Siamo fermamente convinti che un dibattito fertile sul tema dei rifugi alpini sia possibile solo evitando di confinarsi nei tecnicismi e nelle settorialità dei diversi attori coinvolti, e ponendo invece al centro i fondamentali aspetti culturali che costituiscono l’anima stessa della montagna. Ad impersonificare al meglio questa sensibilità è il gestore di rifugio, colui che è appropriatamente denominato “rifugista”, a testimonianza dell’unicità della sua figura umana e professionale. Il rifugista si delinea come un prezioso e discreto custode del territorio alpino, curandone la manutenzione e l’aménagement, tenendo in ordine l’integrità complessiva dell’ambiente, dei suoi percorsi, delle sue strutture, del suo patrimonio storico e culturale in continua evoluzione.
Al di là della primordiale funzione di accoglienza, ricovero e ristoro, la sua figura si carica infatti del ruolo di punto di riferimento escursionistico e alpinistico che conosce come nessun altro il “suo” brano di montagna, le sue caratteristiche e i suoi percorsi; il rifugista garantisce inoltre il primo e più avanzato presidio di sicurezza in alta montagna, informando i suoi frequentatori sulle condizioni del contesto (meteorologia, orografia, geologia, nivologia sono alcune delle sue competenze) e monitorandone poi discretamente i movimenti da lontano.

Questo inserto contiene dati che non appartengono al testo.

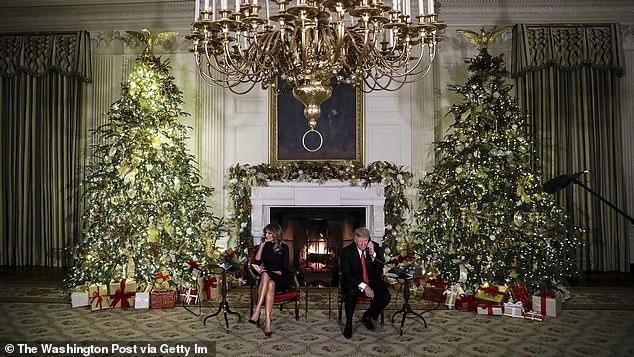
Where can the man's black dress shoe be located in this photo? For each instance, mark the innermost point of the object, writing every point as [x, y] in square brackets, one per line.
[367, 321]
[347, 331]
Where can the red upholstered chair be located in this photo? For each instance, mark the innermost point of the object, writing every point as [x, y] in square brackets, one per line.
[282, 298]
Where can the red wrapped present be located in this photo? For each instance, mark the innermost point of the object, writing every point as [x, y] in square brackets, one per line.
[189, 296]
[495, 295]
[165, 299]
[485, 309]
[533, 316]
[467, 303]
[434, 289]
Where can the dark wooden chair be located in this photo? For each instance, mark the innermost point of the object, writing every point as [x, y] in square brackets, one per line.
[360, 300]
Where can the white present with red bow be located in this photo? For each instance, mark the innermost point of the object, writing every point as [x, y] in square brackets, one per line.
[188, 296]
[209, 286]
[485, 309]
[547, 303]
[514, 309]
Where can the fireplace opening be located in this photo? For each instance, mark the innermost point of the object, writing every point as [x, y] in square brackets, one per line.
[315, 235]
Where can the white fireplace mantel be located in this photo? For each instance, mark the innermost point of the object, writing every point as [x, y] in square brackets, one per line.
[315, 194]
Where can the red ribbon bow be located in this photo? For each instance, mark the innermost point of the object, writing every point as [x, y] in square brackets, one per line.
[160, 275]
[489, 308]
[192, 265]
[543, 294]
[120, 294]
[210, 282]
[437, 282]
[492, 291]
[97, 295]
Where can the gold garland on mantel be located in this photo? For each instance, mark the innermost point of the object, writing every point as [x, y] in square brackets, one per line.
[394, 178]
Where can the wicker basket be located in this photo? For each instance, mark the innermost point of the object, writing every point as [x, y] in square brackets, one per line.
[162, 299]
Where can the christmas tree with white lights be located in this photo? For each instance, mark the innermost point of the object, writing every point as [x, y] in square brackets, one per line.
[145, 208]
[483, 216]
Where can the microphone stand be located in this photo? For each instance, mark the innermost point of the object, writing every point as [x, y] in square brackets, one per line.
[575, 180]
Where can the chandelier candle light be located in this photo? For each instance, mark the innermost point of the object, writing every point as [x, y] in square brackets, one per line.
[310, 45]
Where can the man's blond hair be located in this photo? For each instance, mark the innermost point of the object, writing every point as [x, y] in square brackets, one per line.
[361, 232]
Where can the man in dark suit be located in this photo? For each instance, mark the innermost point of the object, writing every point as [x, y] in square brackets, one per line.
[354, 259]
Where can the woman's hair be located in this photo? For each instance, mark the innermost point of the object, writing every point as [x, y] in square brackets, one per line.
[277, 235]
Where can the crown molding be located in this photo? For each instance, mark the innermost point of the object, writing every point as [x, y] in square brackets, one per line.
[177, 15]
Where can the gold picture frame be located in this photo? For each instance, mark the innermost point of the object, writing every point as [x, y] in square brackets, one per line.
[341, 125]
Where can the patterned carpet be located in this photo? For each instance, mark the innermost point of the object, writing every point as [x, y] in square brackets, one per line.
[594, 322]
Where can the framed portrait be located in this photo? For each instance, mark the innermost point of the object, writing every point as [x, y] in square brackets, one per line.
[340, 125]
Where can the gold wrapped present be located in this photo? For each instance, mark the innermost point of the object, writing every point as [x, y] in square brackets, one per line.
[122, 293]
[162, 299]
[99, 299]
[495, 295]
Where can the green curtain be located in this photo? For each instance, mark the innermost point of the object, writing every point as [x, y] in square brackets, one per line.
[42, 85]
[568, 84]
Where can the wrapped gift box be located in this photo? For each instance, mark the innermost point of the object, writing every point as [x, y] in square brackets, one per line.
[533, 316]
[495, 295]
[165, 299]
[122, 293]
[434, 290]
[79, 299]
[141, 300]
[188, 296]
[518, 293]
[467, 303]
[451, 296]
[484, 309]
[98, 294]
[514, 309]
[209, 285]
[547, 303]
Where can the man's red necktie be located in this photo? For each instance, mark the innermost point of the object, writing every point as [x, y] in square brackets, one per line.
[365, 269]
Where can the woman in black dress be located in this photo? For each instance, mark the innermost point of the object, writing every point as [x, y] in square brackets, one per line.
[272, 256]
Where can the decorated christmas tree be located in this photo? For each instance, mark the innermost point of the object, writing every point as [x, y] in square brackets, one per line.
[145, 209]
[483, 216]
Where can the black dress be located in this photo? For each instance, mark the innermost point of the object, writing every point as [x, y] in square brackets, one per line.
[276, 261]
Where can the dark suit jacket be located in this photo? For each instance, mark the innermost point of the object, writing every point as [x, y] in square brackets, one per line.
[352, 271]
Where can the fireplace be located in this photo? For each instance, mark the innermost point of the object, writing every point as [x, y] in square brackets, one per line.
[318, 218]
[315, 235]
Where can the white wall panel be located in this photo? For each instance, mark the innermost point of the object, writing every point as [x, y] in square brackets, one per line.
[382, 144]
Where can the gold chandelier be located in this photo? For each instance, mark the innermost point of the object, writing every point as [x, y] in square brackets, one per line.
[309, 45]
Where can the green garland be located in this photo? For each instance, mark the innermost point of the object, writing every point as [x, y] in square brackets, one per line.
[394, 178]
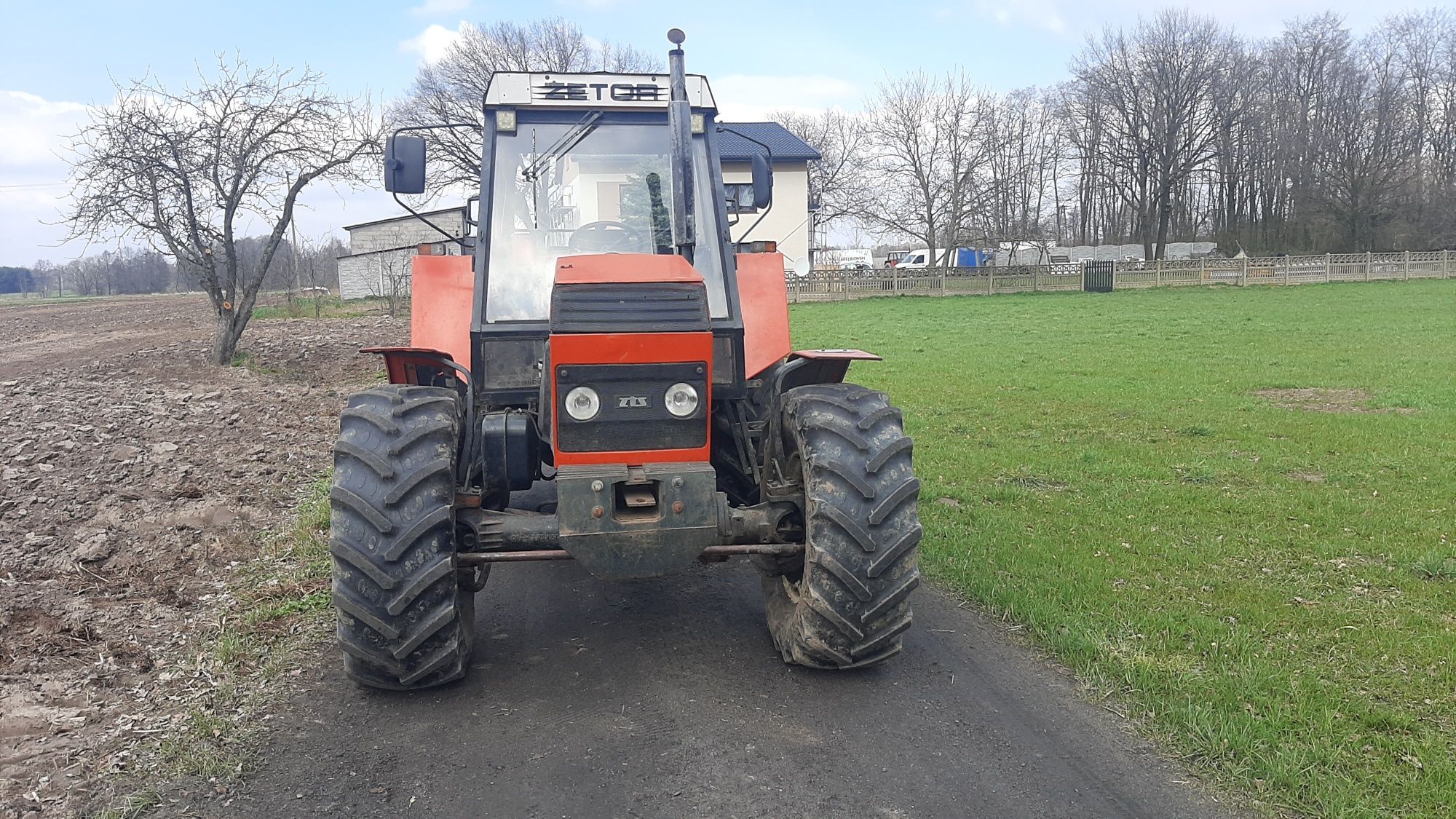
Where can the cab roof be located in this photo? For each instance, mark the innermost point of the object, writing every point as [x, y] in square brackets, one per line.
[601, 90]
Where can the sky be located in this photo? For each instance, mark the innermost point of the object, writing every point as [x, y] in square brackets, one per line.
[59, 59]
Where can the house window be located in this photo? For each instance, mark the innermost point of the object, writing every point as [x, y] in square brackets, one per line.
[740, 197]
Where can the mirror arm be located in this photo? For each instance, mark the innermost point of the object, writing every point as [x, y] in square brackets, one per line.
[442, 231]
[769, 151]
[416, 213]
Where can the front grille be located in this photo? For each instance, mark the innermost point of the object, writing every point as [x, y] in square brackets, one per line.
[631, 429]
[665, 306]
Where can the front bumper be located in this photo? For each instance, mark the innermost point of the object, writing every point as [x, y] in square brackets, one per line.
[601, 526]
[630, 522]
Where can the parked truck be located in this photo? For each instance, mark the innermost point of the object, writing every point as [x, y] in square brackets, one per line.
[959, 257]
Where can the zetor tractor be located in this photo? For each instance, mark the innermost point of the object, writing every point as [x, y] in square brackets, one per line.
[601, 331]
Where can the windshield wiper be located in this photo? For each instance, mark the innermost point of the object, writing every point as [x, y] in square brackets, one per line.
[561, 146]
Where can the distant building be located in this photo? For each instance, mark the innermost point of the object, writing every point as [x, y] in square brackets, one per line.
[788, 222]
[381, 251]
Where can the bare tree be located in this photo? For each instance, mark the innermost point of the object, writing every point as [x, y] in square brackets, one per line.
[392, 283]
[1154, 88]
[839, 138]
[451, 90]
[189, 171]
[925, 159]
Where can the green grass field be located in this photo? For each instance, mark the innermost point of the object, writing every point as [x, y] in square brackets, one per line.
[1266, 583]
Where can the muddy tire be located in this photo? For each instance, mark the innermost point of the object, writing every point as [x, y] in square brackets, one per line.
[405, 621]
[847, 602]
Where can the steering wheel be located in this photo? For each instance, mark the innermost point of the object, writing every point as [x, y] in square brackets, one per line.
[608, 238]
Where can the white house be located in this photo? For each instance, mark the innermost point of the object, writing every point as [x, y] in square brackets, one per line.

Il grande potenziale sotteso al modus vivendi offerto da un gestore capace e appassionato consiste poi in un servizio intrinseco di utilità pubblica: attraverso un modello di vita intelligente e frugale per necessità, risulta essere un ottimo esempio pratico di educazione civica in direzione di una condotta rispettosa dell’ambiente e del fragile contesto montano, dove le ricadute negative di un contegno scorretto sono immediatamente evidenti sull’ecosistema e sull’uomo stesso. Il rifugista è infatti veicolo primario dei valori di sobrietà e senso della misura, di comportamenti verso l’ottimizzazione delle risorse e delle energie disponibili, del senso di responsabilità individuale di fronte alla “scuola” della montagna: precetti quanto mai necessari in questo specifico contesto, ma universalmente validi. Questo stesso modello di vita diventa un tutt’uno con l’edificio che lo ospita: rifugista e rifugio sono due entità inscindibili. La stratificazione data dall’uso plasma un rifugio funzionale ed efficiente, rendendolo simile per funzionalità ed integrazione delle componenti ad una barca a vela, dove tutto il necessario è configurato e ragionato per essere al posto giusto per essere governato al meglio dal timoniere. Il rifugista inoltre ha frequentemente delle forti motivazioni personali che lo portano a trasformare la sua attività in una vera e propria scelta di vita – nel presente numero del magazine potrete constatarlo -, profondamente intrecciata al territorio e all’edificio stesso; in questo ambito più che altrove, è infatti richiesta una forte capacità di adattamento alle sempre diverse condizioni di lavoro e alle difficoltà dovute all’isolamento in un contesto ostile alla vita umana. Come abbiamo sottolineato più volte in altre occasioni, il rifugio si connota come un’entità di natura culturale che si pone come presidio di esplorazione e di conoscenza della montagna: vivendolo quotidianamente, il rifugista è il depositario di tale bagaglio di valori. Valori non stabiliti a priori o entro posizioni ideologiche, ma concetti concreti che si definiscono progressivamente attraverso l’esperienza della montagna costituendo l’essenza stessa dell’idea di “sostenibilità”, nella sua originaria accezione al di là delle retoriche: dall’ambiente alla socialità, dalla solidarietà alla responsabilità individuale.